To begin with, you are a renewed person—someone who has been regenerated (quickened) by the Holy Spirit. The Spirit of God actually liveswithin you, making you capable not only of change, but (as I have just said), of changing in ways that please God. You are able to develop “proven character” (which brings about hope) because the love of God has been poured out within your heart through the Holy Spirit who was given to you (cf. Romans 5:4–6).

Then, there is the fact that you (not to mention your counselor) have been given the sufficient Word of God which contains everything you need for life and godliness (cf. 2 Peter 1:3). “The law of the LORD is perfect (complete), restoring the soul” (Psalm 19:7). The Spirit, working through the Word, is the means that God has ordained to bring about lasting change in the hearts and lives of His people. (I will say more about this in a moment.)

And, if that’s not enough, now you also have a counselor who will, presumably be ministering to you through the Word in the power of the Spirit. As a fellow member of the body of Christ, he is a vital part of the hope you should have as you consider the abundant resources God has given you to change. The Bible says that we, as Spirit-filled believers, are all “competent to counsel” one another (Romans 15:14).

Let’s zoom out a bit to consider one last item that virtually all earnest obedientChristian counselees have going for them. The big umbrella under which a Spirit-filled biblical counselor operates is the local church.
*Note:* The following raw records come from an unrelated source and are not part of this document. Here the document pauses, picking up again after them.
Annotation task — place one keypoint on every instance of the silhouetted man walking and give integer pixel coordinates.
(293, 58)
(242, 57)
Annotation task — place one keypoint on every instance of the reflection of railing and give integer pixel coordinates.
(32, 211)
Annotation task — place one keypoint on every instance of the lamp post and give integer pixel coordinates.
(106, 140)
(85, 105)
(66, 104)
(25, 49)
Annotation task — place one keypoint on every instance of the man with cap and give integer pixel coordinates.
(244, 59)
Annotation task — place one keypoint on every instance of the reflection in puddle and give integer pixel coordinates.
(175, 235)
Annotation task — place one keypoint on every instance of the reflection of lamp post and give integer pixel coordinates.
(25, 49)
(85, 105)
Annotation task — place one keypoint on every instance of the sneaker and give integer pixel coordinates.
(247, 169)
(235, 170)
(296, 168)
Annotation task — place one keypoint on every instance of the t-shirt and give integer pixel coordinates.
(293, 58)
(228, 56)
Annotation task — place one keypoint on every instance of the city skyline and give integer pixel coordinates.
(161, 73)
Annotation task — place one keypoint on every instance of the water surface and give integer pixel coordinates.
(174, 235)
The local church is a vital part of the process of change. It provides, among other things, biblical teaching, opportunities for corporate worship, loving Christian fellowship, The Lord’s Table, accountability, a variety of role models, prayer support, and church discipline. All of these things contribute greatly to every believer’s sanctification (the transformation into the image of Christ). If you are not regularly attending a Bible-teaching church, your counselor will be encouraging you to do so.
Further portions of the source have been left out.